Jeb and Rubio Agree: Chiang Kai-Shek Was an Imaginary Mystical Warrior
[There was a video here]
When Marco Rubio became Florida’s Speaker of the House in 2005, Governor Jeb Bush welcomed him by bestowing upon him the sword of “Chang,” who Bush described as “a mythical conservative warrior.” It’s odd how mythology develops: Bush was almost certainly, if unwittingly, talking about Chiang Kai-Shek, the Chinese nationalist leader best known for losing a civil war to the Chinese Communist Party and retreating to Taiwan. Chiang was, notably, not democracy’s number-one fan.

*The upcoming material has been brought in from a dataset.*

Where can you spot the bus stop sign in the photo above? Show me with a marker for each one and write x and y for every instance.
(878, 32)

Here’s what Gov. Bush had to say about the legend of Chang, as he was handing Rubio an object that was both a historically unsound metaphor and an actual goddamn sword:
“I told you that we were going to ‘unleash Chang’ on the election. And Marco, being a relatively young guy, didn’t know who Chang was. Chang was a mystical warrior. Chang is someone who believes in Conservative principles, believes in entrepreneurial capitalism, believes in moral values that underpin a free society. I rely on Chang with great regularity in my public life ... Chang, this mystical warrior, has never let me down.”
“I’m going to bestow to you the sword of a great conservative warrior. I know that Chang won’t let you down, and you won’t let him down either.”
But where did Jeb Bush, Floridian, come to learn the legend of this Far Eastern mystic and his anachronistic political values?
As economist and blogger Brad DeLong pointed out in 2005, it appears he may have just misinterpreted something his father, George H.W. Bush, was fond of saying when Jeb! was younger.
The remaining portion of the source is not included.